John Grant is addictive. There’s no other way to put. His toffee thick vocals just engulf your whole being when he sings and you can’t escape him. You just want more and more.
That’s what makes his gig in London’s Shepherd’s Bush Empire so startlingly beautiful. Joined by a string quartet and ‘Chris’, who switches piano and synth with Grant throughout the night, Grant’s audience was putty in his palm. He could use and abuse us tonight, we wouldn’t care, as long as we could hear him sing. Luckily, Grant was a peach. He opened with a new number – so new it was ‘something I was working on in the car’!
After apparently struggling with a bit of an illness on the earlier dates of this sell out tour, the night continued with genuine concern from one crowd-goer. ‘How you felling John?’. Sweet. He is feeling much better, thank God, and showed he was a picture of health with another new number from his forthcoming second album – exciting! – and blerting out almost all tracks from his solo debut, Queen of Denmark, for the next hour and a half.
Tonight, Grant’s overwhelming Midlake influence was subtler than his album. Yes, there was the trademark warm and beautifully played piano, tonight using a baby grand, and yes, there is the Jeckle to his Hyde, the beyond-noisy synth fuzz, but that was pretty much it. No drums, no guitar, just the addition of the superb string quartet for a handful of very special numbers.
One of these special moments is Where Dreams Go To Die, a scathing attack on a relationship – as most of Grant’s songs are – but played with all the warmth and heart of a love song. The strings are as stunning as a Colin Blunstone song and every eye in the house was fixed on the stage, glazed with teariness.
Further tales of turbulent relationships and songs about Michigan has his audience in awe, as does his chat about living above sub woofer-loving car stereo fitters in Brooklyn and how he wrote songs about friends just to ‘say they were a bitch’. But, despite the chuckles, almost every tale has a dark side, just like his songs. A jolly rhythm doesn’t disguise some of the obvious heartache Grant has endured, but I guess that’s what makes his songs so capturing. Songs like Chicken Bones, JC Hates Faggots, Silver Platter Club and, of course, the album’s title track Queen of Denmark, possibly the most terrifyingly scathing song ever penned.
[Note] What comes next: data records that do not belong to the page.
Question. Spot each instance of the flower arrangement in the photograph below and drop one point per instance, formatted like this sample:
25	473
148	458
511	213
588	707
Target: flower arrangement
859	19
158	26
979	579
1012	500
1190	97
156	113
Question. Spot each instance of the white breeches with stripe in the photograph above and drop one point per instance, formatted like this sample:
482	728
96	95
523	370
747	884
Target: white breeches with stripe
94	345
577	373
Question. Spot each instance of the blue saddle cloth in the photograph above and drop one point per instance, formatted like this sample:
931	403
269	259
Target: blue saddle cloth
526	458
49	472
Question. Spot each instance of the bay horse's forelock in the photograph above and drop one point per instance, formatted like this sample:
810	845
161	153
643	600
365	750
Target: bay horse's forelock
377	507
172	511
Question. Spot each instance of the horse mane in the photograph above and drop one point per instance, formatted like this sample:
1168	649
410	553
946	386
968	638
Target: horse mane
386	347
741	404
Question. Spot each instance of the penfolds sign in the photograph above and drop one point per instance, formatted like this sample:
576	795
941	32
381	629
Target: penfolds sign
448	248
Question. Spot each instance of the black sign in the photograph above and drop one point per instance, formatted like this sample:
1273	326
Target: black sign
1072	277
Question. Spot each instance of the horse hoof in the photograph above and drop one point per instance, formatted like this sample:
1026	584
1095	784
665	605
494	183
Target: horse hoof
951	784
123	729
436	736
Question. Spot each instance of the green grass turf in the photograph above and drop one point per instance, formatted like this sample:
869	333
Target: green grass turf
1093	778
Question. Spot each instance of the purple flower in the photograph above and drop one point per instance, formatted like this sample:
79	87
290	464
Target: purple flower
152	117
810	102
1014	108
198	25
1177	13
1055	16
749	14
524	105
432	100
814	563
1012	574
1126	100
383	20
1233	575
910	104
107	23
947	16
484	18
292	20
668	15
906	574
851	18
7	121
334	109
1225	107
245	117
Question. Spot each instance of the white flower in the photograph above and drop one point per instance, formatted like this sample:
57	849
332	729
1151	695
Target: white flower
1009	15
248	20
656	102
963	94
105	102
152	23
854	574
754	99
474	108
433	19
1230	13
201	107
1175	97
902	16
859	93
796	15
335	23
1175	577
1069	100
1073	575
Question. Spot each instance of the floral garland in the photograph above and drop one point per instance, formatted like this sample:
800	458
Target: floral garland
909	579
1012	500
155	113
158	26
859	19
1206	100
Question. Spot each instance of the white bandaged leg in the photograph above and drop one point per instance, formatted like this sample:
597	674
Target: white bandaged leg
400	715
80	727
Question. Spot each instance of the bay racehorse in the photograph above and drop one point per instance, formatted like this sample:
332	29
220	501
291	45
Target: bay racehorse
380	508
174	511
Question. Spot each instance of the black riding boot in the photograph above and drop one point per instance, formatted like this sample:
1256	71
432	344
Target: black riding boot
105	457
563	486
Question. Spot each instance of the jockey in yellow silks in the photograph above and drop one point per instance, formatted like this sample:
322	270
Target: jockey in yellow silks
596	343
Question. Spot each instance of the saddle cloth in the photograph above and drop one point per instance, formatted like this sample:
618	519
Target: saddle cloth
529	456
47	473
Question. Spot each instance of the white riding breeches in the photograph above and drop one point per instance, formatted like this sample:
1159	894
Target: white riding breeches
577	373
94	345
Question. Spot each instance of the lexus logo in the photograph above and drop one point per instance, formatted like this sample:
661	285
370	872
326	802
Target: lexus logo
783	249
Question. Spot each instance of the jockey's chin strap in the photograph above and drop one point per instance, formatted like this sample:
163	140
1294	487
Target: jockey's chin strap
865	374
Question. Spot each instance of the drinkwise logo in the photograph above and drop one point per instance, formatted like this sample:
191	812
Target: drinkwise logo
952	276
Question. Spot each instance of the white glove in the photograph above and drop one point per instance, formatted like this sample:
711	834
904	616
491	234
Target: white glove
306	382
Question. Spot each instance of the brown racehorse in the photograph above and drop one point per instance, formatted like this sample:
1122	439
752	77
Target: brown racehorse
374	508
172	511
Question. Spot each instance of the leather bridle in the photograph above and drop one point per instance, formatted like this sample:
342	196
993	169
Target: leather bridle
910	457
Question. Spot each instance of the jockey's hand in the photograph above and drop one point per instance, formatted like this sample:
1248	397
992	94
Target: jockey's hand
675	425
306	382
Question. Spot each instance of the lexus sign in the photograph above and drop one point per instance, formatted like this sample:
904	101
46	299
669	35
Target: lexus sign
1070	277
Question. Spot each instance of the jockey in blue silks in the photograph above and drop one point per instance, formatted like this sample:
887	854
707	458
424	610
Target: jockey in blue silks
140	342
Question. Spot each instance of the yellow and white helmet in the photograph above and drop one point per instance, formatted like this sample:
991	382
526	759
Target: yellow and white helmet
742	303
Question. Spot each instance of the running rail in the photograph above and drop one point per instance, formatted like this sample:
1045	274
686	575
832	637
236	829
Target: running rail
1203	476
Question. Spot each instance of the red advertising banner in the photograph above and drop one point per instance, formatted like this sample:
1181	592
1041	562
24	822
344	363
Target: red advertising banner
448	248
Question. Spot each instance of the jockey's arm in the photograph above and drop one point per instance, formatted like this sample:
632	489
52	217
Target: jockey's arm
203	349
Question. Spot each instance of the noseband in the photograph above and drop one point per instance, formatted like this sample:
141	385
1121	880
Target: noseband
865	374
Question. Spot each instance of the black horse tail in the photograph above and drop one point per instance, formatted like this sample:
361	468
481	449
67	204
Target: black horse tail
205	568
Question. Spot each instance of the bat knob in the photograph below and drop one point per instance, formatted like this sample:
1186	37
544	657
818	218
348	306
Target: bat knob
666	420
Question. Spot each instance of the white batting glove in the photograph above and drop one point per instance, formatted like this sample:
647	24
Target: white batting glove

It shows the best of Grant’s rage vented through his tender playing and vocals, so angelic until you hear such lines as ‘I hope you know all I want from you is sex’. So harsh, yet so, so glorious.
A real treat tonight is a few numbers from the Czars days – Grant’s pre-solo band, which never quite found success. There are some Czars fans in the room who lapped up such songs as L.O.S and Little Pink House, but most of the cheers and applause were for Grant’s own work. But before this latter was played to close the show, Grant wows his audience and moves us to tears with Caramel, one of the most beautiful from the album and definitely one of the most beautiful tonight. His soothing voice singing a love song without an undercurrent of pain or rage is like being submerged in a bath of loveliness. I could have easily sat there and listened for another hour and half.